Do you see any irony in this program ? Of course you don't ! We must resort to means of environmentalism - curtailing / restricting our liberties in the remedy of "extreme weather". :rolleyes:
 

Facetious

Moderated
See Pic from article :1orglaugh


Key Captions -

Two summers from now, "if rain clouds are headed toward the Olympic stadium, we will intercept them," says Zhang Qiang, a "weather modifier" at the Beijing Meteorological Bureau who will issue the command. "But I can't guarantee the ceremony (will be dry). If there is a big rainstorm, I have no way to stop it."

The U.S. pioneered cloud-seeding in the 1940s and '50s, but the government has cooled on its effectiveness, leaving the field to specialist companies. In China, among the most water-poor nations, the state tries to squeeze every drop from above.

"China has the largest rainmaking (operation) in the world," ahead of Russia and Israel, says professor Wang Guanghe, a 20-year rainmaking veteran at China's Meteorological Sciences Academy. "Each province reports results to us of between 10% to 25%" additional rainfall.
 

youwanttoshagme

Closed Account
It was ruled out due to a number of reasons. It is widely acknowledged in academic circles as being a novelty with little use, and little effect. The unknown variables were determined to be too great for potential benefits, and the cost of development was too great for viability. Hence, the project was quietly sidelined and dropped.

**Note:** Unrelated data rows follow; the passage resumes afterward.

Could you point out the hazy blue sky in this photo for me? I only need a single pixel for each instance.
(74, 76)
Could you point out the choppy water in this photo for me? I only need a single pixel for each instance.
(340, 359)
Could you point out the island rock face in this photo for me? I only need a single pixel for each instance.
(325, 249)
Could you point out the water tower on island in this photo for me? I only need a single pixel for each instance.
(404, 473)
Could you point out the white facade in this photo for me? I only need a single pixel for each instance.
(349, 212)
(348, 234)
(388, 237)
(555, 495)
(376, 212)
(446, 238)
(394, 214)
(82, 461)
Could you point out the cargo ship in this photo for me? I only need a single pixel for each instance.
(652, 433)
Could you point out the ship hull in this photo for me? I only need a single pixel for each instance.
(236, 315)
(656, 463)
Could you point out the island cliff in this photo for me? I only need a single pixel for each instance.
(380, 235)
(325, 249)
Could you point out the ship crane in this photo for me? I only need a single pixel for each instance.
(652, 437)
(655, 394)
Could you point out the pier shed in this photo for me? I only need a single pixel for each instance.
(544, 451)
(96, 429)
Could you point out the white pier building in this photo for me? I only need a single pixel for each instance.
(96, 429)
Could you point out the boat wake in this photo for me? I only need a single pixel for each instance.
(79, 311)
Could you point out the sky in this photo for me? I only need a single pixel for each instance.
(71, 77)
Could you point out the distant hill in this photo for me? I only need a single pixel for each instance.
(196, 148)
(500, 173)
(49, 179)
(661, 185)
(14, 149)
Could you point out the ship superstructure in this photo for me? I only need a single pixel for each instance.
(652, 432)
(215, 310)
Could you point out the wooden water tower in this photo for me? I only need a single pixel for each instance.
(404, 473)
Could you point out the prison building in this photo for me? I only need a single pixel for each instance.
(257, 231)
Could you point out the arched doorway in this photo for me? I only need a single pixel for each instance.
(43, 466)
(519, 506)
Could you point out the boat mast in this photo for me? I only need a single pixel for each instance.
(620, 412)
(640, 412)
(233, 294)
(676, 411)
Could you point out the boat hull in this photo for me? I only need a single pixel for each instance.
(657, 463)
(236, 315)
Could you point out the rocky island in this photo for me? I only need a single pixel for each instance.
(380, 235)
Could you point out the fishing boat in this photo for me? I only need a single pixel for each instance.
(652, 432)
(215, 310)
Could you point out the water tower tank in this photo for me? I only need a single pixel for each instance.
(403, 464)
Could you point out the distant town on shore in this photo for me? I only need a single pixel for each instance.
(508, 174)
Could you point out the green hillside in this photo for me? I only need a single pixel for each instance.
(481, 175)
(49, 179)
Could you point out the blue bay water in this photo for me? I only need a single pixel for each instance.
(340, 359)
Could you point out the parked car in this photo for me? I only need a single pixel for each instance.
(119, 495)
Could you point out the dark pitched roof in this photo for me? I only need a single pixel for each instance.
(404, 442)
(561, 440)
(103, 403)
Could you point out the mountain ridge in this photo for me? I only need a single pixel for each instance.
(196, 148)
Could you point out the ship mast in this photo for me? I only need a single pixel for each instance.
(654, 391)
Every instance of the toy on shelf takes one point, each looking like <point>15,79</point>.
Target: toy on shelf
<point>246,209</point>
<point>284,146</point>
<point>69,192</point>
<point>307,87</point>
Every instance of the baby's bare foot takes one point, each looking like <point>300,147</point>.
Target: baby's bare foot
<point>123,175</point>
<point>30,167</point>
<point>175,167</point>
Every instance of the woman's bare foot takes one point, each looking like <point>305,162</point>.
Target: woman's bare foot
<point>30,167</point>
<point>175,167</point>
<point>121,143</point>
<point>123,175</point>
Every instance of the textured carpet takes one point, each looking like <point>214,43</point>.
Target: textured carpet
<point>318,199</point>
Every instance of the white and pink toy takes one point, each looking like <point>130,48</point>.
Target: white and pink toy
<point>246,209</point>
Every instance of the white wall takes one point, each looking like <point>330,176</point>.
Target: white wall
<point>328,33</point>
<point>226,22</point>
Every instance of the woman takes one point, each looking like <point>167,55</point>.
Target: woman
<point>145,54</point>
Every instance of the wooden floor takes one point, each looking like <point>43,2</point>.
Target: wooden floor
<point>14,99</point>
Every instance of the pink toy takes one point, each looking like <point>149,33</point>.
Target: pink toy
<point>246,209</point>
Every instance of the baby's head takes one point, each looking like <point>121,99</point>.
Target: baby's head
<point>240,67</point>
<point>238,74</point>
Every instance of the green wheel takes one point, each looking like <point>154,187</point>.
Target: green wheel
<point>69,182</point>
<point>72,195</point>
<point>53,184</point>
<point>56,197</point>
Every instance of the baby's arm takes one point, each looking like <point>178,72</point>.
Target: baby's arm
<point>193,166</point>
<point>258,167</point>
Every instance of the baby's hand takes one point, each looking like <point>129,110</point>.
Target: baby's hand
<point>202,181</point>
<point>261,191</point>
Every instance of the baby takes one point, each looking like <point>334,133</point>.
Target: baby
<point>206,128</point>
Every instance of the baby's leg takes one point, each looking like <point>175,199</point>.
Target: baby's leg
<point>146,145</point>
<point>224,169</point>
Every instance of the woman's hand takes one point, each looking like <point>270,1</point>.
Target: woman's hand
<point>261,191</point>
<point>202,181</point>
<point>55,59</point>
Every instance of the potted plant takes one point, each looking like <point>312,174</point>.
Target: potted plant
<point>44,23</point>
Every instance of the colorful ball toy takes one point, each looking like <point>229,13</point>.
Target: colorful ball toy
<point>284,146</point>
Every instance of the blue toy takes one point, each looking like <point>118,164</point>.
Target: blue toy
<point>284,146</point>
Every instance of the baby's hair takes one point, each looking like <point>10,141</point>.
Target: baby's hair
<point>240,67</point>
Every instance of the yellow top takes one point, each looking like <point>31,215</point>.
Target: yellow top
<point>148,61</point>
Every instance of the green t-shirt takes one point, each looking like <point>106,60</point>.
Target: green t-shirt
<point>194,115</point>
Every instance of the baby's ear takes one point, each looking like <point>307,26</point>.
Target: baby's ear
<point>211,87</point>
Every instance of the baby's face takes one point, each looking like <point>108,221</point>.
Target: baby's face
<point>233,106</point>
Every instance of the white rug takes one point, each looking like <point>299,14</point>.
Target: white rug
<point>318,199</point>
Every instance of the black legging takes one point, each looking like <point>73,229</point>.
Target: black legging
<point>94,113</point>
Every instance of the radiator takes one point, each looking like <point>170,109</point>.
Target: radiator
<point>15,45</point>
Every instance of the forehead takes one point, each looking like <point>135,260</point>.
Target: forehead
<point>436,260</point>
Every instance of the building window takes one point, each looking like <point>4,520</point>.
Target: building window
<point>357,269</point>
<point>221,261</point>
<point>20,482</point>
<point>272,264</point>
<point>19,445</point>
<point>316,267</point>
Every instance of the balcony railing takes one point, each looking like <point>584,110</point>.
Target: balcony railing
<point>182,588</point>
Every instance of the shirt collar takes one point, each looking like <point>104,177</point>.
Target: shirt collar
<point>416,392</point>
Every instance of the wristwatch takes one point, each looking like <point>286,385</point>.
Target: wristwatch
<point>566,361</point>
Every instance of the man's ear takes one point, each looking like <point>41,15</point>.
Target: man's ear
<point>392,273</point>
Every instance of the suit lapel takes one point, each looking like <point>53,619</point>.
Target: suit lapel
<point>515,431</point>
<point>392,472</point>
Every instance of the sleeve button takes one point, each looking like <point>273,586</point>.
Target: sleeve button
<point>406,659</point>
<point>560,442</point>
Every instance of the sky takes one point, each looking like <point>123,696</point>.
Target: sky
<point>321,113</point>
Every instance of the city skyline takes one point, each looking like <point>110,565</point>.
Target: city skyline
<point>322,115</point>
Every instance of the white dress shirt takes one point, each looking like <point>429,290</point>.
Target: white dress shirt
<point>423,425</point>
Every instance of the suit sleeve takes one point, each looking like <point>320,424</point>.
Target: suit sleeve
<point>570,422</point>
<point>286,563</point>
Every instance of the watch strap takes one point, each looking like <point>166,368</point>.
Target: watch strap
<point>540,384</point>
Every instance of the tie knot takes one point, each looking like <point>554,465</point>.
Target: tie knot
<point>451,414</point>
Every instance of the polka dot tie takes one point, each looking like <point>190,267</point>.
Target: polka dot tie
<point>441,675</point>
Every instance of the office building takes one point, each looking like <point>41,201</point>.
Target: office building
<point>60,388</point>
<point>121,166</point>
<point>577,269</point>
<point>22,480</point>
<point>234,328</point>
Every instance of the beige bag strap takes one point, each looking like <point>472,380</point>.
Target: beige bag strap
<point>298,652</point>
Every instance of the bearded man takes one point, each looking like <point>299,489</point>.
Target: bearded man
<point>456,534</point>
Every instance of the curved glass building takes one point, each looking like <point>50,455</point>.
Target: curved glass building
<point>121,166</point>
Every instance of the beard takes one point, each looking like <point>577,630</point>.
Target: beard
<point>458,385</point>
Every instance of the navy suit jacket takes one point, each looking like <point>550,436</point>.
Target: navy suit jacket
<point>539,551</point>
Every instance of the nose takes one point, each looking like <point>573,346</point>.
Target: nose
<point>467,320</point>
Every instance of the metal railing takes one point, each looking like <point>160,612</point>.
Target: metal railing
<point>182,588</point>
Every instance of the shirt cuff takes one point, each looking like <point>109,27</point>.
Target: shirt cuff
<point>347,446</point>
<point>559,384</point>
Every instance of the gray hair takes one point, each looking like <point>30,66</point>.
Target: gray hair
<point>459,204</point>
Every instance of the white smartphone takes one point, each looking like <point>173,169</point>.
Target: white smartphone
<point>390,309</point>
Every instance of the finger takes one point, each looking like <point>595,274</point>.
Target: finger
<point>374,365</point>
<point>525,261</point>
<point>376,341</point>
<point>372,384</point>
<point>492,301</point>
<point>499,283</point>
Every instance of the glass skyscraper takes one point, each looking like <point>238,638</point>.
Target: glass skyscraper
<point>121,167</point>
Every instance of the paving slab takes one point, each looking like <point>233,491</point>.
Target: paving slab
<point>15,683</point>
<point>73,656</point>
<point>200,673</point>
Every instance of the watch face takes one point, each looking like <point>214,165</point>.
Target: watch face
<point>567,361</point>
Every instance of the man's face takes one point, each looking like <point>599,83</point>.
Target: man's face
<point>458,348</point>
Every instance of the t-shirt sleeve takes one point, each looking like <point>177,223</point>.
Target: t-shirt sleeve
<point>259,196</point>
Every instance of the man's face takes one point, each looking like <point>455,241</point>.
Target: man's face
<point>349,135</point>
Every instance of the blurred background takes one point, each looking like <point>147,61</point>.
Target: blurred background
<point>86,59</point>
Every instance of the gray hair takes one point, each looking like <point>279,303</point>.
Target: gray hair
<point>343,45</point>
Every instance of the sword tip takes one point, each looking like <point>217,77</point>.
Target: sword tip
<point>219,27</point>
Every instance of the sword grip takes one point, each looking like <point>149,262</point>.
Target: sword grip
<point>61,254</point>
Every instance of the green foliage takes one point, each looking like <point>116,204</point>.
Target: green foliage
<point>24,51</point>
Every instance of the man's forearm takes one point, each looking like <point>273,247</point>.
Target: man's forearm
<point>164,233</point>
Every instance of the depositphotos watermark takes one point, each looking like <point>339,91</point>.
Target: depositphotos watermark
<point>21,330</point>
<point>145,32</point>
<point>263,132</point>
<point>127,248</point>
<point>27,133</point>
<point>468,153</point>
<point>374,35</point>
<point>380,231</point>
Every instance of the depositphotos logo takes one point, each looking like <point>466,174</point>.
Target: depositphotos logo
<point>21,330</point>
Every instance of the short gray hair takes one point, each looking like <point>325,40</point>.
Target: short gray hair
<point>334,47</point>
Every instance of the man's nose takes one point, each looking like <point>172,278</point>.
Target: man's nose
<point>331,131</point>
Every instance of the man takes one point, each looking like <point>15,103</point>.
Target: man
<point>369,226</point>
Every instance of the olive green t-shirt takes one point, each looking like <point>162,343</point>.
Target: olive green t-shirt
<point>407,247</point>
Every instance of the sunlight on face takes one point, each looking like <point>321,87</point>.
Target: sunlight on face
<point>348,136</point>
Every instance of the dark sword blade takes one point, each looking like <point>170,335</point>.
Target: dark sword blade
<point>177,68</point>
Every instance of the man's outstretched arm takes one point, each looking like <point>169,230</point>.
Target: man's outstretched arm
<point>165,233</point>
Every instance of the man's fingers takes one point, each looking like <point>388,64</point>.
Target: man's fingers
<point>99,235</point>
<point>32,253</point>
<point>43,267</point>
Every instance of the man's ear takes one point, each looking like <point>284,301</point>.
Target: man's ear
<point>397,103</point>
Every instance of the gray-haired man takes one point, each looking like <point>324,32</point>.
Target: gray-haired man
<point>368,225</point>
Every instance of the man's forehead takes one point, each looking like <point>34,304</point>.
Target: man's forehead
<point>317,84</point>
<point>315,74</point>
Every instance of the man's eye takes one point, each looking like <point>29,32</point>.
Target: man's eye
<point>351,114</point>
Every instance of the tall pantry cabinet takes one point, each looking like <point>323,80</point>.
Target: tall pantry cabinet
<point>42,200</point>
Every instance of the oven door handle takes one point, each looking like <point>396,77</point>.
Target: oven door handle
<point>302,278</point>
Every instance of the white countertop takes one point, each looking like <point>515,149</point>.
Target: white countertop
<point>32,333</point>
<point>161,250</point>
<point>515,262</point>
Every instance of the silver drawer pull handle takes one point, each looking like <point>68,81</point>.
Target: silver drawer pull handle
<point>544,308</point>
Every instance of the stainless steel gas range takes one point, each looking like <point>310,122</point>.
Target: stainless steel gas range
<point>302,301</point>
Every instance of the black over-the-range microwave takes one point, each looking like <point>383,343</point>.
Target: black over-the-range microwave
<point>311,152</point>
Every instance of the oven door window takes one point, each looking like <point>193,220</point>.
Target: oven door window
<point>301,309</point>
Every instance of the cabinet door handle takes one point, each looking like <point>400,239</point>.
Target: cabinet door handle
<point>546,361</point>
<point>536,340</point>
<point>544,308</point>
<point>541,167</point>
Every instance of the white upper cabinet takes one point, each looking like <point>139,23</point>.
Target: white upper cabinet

Some people still work on similar projects, but from what I can remember reading recently, I think funding has also be suspended. I know the idea of altering hurricanes certainly has.
 

Supafly

Retired Mod
Bronze Member
The Soviets have ever since did this to keep their big military parades dry. The americans and chinese just learned from them I guess :)
 
Good read thank you Facetious!
 
Even if they could actually get it to work I wonder if we even know enough about the climate or weather to properly do something like that. I wouldn't want it to turn into a situation like the children’s' story where the lady swallows the flay and then has to keep eating bigger things to take care of the last thing she ate. It could create just another problem we would have to take care of.
 

Dixie Dash

Verified Babe
Official Checked Star Member
I just don't see that working out really. It would be good if you could stop tornadoes, hurricanes, etc. I would be afraid trying would make it worse or something.
 
I agree. I think this is the type of thing that could get really out of control really fast. As it is, meteorologists have enough trouble predicting the weather. Imagine if we start adding other factors to it.